La première moitié de l’oeuvre est sans conteste la plus belle. Orphelin battu et humilié par son beau-père – qui va jusqu’à forniquer devant ses yeux, Jan est recueilli en secret par sa tante qui lui offre la poitrine maternelle qu’il n’a jamais connu. Entouré, dans cette grande demeure, d’une demi-sœur lesbienne et de servants très portés sur la chose, déniaisé très jeune, il tombe amoureux d’une jolie lycéenne prénommée Hyacinth qui l’intimide grandement, et la délaisse physiquement pour Khun B., la troublante ex de son père adepte du glaçon dans le dos, interprétée par une Christy Chung des plus excitantes. On en transpire encore…

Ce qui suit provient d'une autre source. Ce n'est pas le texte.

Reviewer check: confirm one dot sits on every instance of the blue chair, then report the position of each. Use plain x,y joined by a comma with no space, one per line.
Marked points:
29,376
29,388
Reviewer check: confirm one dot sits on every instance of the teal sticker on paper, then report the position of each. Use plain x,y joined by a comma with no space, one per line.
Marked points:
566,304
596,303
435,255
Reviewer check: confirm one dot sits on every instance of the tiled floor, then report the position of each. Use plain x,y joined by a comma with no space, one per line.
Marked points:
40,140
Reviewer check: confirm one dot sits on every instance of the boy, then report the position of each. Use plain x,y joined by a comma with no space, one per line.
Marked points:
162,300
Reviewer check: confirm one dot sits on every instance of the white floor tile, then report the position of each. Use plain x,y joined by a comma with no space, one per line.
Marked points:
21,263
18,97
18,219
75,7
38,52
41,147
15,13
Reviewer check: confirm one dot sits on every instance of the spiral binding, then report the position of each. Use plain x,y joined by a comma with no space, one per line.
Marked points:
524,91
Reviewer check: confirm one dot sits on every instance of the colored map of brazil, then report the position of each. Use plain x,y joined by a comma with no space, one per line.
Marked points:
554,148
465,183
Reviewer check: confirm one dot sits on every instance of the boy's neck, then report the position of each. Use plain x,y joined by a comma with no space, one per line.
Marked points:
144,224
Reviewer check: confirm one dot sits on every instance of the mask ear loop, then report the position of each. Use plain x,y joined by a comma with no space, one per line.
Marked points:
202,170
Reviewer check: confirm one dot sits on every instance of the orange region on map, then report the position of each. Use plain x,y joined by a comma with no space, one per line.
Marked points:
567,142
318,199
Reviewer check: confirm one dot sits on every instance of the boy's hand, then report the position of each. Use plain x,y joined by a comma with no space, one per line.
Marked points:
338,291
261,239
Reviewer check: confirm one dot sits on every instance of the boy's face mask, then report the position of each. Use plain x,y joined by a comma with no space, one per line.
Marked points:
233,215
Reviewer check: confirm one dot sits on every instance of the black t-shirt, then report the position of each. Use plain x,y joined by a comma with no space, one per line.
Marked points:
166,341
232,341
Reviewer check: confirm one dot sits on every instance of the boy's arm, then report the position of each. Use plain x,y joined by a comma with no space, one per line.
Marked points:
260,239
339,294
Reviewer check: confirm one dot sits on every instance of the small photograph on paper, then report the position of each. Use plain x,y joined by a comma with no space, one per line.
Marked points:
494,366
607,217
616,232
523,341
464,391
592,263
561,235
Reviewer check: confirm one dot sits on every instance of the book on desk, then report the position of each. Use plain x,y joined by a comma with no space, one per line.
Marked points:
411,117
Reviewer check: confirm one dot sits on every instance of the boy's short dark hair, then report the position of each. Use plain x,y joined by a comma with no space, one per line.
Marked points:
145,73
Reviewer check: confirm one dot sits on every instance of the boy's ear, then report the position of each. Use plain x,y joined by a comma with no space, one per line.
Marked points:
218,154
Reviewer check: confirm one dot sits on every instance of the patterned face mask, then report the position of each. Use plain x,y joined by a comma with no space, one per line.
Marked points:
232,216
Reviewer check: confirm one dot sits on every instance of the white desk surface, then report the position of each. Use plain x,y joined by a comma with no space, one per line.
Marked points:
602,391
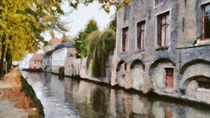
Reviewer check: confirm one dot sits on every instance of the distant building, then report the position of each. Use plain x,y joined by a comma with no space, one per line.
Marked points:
36,61
47,61
55,41
59,56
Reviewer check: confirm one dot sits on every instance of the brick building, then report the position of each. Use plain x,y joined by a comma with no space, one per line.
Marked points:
163,46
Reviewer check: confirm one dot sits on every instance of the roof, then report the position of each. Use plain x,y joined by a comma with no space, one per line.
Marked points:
63,45
37,57
55,41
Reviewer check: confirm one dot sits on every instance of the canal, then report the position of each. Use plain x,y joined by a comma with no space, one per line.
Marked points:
72,98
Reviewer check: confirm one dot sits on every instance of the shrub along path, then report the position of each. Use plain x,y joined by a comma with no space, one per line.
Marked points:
16,102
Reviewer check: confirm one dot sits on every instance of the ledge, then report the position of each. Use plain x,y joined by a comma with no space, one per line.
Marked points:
162,48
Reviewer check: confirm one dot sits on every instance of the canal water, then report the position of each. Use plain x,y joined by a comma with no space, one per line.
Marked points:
72,98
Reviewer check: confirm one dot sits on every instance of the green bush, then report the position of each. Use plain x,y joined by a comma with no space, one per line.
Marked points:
28,90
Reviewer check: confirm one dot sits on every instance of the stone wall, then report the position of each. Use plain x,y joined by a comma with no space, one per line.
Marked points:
185,52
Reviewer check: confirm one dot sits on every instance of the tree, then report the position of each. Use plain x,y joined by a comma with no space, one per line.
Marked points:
22,22
99,46
105,3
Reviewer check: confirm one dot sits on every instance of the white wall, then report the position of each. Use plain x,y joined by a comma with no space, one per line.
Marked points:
59,57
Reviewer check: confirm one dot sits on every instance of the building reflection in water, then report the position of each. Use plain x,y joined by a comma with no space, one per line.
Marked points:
77,98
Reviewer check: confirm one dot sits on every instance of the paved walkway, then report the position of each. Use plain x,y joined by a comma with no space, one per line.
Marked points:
8,110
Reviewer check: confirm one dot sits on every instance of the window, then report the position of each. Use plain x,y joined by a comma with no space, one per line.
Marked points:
125,39
205,24
140,35
163,30
157,2
126,12
169,83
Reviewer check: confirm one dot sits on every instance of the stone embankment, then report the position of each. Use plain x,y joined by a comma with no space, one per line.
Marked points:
17,98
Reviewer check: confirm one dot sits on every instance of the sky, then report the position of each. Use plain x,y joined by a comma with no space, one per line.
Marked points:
76,20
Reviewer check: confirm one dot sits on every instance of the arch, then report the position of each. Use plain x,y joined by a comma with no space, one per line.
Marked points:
136,63
119,65
162,74
137,74
193,69
185,66
196,78
161,60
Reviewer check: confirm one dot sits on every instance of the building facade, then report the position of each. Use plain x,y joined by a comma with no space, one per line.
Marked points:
35,62
163,46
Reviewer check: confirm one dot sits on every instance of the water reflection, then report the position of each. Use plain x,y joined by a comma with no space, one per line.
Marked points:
74,98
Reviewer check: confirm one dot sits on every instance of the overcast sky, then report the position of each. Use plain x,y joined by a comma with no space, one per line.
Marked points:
76,20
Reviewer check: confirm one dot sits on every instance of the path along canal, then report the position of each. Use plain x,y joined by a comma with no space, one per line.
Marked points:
73,98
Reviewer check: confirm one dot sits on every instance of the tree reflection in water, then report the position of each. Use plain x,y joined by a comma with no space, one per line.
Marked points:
77,98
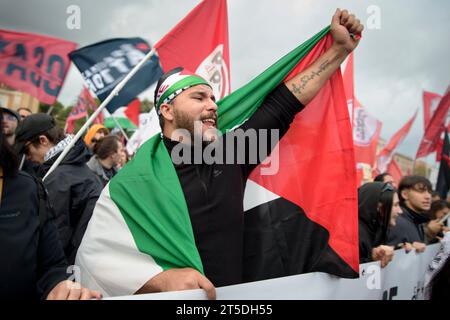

Contraint de quitter la maison « familiale » pour quelque temps, Jan (interprété cette fois par le moins convaincant Sarsukh Eakarat) revient quelques années plus tard pour se marier et devenir le maître des lieux, à la place de son beau-père vieillissant. Et petit à petit, il se rend compte qu’il n’est qu’un pauvre bougre incapable de dominer ses sens, à l’image de cet homme qu’il haïssait tant durant son enfance. Cruel apprentissage de la vie, où l’on s’aperçoit que les illusions de l’enfance sont balayées par la complexité des choses et par le destin.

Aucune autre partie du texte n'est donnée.